# freshwater moray eel



## Griever (Feb 28, 2009)

Love these guys, very active and very voracious feeders! Very interesting fish for those tired of just the average goldfish. I had one of these guys a few years back and it was a blast just sitting there and watching it gulp down goldfish and shrimp pieces. I even got to the point where i could hand feed her  

Im thinkin about getting more :3

just curious has anyone else had any experiences with these guys ?


----------



## zonbonzovi (Feb 28, 2009)

These are very cool, but never kept 'em. I was floored when I saw 2 in your tank, though. I mistakenly thought these were solitary, cannibalistic beasts. Where does one acquire these? What tank size is(was) that?


----------



## Griever (Feb 28, 2009)

Yeah, they usually do well with 60 gallon+ tanks with lots of hiding places and caves. Its also entierly possible to comfortably house two in a fairly large aquarium setting, there actually pretty gentle to one another, its other fish species that you have to worry about  Oddly enough i strolled into my local petco and they had them for 16 bucks a piece, so i jumped at the chance, I suppose if your local pet store doesn't have any of these guys it may be possible to ask them to special order some for you, if they can't its also possible to simply buy one online.
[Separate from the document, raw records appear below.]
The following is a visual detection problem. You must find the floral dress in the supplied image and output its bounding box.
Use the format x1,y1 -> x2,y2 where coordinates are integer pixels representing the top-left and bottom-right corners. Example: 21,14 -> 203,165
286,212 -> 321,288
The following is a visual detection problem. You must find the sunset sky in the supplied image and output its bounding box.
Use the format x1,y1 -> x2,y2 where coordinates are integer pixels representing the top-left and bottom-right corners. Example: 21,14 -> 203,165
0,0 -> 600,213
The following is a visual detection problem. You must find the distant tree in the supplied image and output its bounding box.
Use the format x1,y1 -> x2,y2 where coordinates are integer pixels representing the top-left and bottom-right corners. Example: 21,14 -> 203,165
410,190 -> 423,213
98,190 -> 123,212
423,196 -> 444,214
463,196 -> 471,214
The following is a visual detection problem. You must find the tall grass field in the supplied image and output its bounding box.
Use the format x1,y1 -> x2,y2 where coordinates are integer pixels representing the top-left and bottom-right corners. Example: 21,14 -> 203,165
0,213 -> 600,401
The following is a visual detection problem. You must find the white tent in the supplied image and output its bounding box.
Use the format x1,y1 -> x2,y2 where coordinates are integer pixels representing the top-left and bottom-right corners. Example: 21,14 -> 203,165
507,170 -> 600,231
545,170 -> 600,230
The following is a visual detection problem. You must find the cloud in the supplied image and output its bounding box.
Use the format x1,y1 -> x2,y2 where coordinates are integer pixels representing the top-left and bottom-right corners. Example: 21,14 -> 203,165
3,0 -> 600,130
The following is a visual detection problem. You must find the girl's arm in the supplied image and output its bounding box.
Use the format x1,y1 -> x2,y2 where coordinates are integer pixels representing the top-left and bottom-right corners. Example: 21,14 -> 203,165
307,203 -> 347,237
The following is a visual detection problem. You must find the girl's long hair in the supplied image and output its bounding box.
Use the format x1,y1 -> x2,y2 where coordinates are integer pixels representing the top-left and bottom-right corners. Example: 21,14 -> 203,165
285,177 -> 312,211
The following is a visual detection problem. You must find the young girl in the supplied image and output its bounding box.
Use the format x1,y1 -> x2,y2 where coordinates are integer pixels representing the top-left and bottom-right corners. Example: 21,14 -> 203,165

Be forwarned tho these freshwater morays do like a bit of aquarium salt not nessicarily brackish but they thrive with like tablespoon or so per gallon, its also not unheard of for these guys to live 20+ years


----------



## DeadInTheBasement (Feb 28, 2009)

in my experience freshwater(well brackish) MORAY eels only do well in brackish water when young.

in the wild young are born in brackish water and as they mature go back into completely saltwater. people who get these usually plan to start then in brackish and over years slowly convert into a complete saltwater setup. people do the same with there pipefish sometimes.


----------



## Fisherman_Brazil (Mar 1, 2009)

Many people might kill me if I told you these fishes are considered delicacy in oriental culture, especially in Taiwan and Japan.


----------



## Griever (Mar 1, 2009)

^ I wouldn't doubt it, my mother and aunt used to tell me they ate those small gourami's all the time in her country and those are a popular aquarium fish


----------